Politik Pengalihan Isu Dan Nasionalisme Yang Membara

Di balik ketegangan agraria dan sosial, terdapat kalkulasi politik yang dingin dari para pemimpin kedua negara. Di Honduras, presiden jenderal Oswaldo López Arellano, yang merebut kekuasaan melalui kudeta berdarah pada 1963, menghadapi krisis legitimasi yang parah. Pada 1969, pemerintahannya berada di ambang kehancuran akibat ekonomi yang terpuruk, pemogokan buruh, dan protes mahasiswa yang meluas. Rezim Arellano sangat membutuhkan cara untuk mengalihkan kemarahan publik dari kegagalan pemerintahannya sendiri dan menyatukan negara yang terpecah belah.

Solusi yang dipilih adalah dengan mengkambinghitamkan populasi imigran Salvador. Secara sistematis, pemerintah dan media yang dikendalikannya mulai menyalahkan 300.000 imigran Salvador atas semua masalah Honduras, mulai dari pengangguran hingga tingkat upah yang rendah. Didukung oleh kelompok tuan tanah yang kuat seperti Federasi Nasional Petani dan Peternak Honduras (FENAGH), rezim melancarkan kampanye publik yang menuduh para imigran sebagai "penjajah" ilegal yang mengancam kedaulatan nasional.

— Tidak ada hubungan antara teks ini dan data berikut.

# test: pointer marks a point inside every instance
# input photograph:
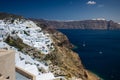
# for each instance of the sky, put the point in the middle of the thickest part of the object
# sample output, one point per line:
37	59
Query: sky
63	9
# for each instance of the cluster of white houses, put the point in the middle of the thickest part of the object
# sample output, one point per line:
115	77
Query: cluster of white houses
32	36
29	32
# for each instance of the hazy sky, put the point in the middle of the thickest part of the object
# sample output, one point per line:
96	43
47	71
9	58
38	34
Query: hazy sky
63	9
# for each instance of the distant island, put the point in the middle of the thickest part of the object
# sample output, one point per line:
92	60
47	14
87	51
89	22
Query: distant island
100	24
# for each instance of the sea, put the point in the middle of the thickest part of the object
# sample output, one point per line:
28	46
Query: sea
99	50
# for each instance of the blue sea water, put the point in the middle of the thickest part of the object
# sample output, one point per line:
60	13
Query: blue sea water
99	50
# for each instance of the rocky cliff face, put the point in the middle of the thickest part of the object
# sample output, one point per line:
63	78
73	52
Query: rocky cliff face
86	24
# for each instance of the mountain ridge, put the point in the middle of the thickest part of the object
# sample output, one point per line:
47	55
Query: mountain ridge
83	24
52	56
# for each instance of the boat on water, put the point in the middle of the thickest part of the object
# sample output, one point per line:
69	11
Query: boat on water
83	44
100	52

Dengan memanipulasi Undang-Undang Reformasi Agraria menjadi senjata pengusiran massal, López Arellano berhasil mengubah krisis internal menjadi konflik eksternal, sebuah strategi klasik untuk mempertahankan kekuasaan.

Di seberang perbatasan, pemerintah El Salvador di bawah presiden Fidel Sánchez Hernández menghadapi dilema yang tak kalah pelik. Di satu sisi, mereka dibanjiri oleh puluhan ribu pengungsi yang kembali dalam kondisi mengenaskan, banyak di antaranya menjadi korban kekerasan. Hal ini memicu kemarahan publik yang luar biasa dan tekanan dari kalangan militer untuk mengambil tindakan tegas demi membela kehormatan nasional. Ini adalah tekanan populis dari bawah yang menuntut pembalasan. Di sisi lain, elite penguasa El Salvador — "14 Keluarga" — justru merasa terancam oleh kedatangan kembali 300.000 petani miskin dan tak bertanah. Arus pengungsi ini berpotensi mengguncang tatanan sosial-ekonomi yang sangat timpang di El Salvador dan memicu tuntutan reformasi tanah internal, sesuatu yang sangat ditakuti oleh para elite.

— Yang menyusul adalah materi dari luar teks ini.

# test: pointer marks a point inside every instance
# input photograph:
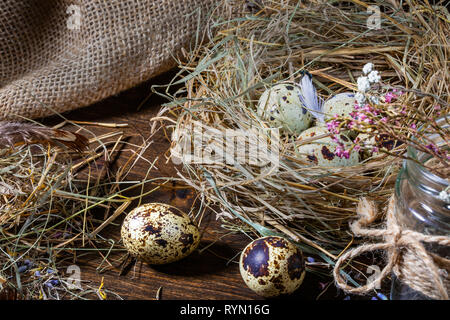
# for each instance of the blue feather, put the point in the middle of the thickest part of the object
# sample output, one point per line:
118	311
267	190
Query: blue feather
309	97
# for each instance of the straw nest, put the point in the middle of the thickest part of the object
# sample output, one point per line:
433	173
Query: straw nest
270	42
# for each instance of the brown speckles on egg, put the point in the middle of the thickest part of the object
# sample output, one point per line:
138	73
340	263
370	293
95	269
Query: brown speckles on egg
158	233
327	154
267	266
282	106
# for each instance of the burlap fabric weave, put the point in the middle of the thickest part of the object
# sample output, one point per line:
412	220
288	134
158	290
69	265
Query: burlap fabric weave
59	55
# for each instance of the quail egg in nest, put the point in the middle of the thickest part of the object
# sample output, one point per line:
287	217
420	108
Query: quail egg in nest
281	106
272	266
157	233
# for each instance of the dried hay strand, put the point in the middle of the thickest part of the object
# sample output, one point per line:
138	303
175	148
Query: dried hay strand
273	41
56	197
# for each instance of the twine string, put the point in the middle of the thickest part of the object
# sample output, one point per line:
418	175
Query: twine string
407	256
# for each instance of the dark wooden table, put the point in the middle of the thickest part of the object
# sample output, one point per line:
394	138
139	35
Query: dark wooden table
211	274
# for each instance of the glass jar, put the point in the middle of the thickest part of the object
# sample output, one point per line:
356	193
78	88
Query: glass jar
419	208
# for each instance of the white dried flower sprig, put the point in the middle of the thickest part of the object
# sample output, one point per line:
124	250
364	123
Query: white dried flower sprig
16	133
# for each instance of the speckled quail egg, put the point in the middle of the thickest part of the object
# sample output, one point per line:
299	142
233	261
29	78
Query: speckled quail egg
281	106
157	233
341	104
272	266
321	152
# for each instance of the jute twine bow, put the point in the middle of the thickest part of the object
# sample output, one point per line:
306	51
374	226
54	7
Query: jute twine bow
407	256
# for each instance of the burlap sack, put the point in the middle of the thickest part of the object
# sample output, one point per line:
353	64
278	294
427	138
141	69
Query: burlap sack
58	55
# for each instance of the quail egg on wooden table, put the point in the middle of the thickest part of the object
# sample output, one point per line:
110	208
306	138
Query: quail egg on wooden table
272	266
157	233
321	152
341	104
281	106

Dalam situasi ini, perang menawarkan solusi brutal bagi kedua tekanan tersebut. Bagi El Salvador, melancarkan invasi akan memuaskan dahaga publik akan balas dendam sekaligus memproyeksikan "masalah petani" ke luar negeri, mengalihkannya dari isu reformasi tanah domestik menjadi konflik melawan musuh eksternal. Kedua pemerintah kini terjebak dalam retorika nasionalis yang mereka ciptakan sendiri. Di Honduras, sentimen anti-Salvador sudah begitu panas sehingga kompromi menjadi mustahil. Di El Salvador, tekanan dari publik dan militer membuat pemerintah tidak punya pilihan selain mengambil sikap keras. Panggung politik telah siap untuk perang; bagi kedua pemimpin, konflik tampak lebih menguntungkan secara politik daripada perdamaian.

Percikan Api Di Lapangan Hijau: Tiga Laga Kualifikasi Piala Dunia

Di tengah atmosfer politik yang sudah sangat panas, serangkaian pertandingan kualifikasi Piala Dunia 1970 antara El Salvador dan Honduras menjadi katalisator yang meledakkan konflik. Pertandingan ini bukan lagi sekadar olahraga, melainkan perpanjangan dari pertarungan nasionalis. Laga pertama digelar di Tegucigalpa, ibu kota Honduras, pada 8 Juni 1969. Malam sebelumnya, tim nasional El Salvador tidak bisa tidur karena hotel mereka dikepung oleh para pendukung tuan rumah yang membuat keributan dengan musik keras dan teror psikologis lainnya. Dalam pertandingan yang sengit, Honduras berhasil mencetak gol kemenangan 1-0 di menit-menit terakhir. Kemenangan ini disambut dengan kerusuhan, dan media Salvador menggambarkannya sebagai penghinaan nasional yang tak tertahankan.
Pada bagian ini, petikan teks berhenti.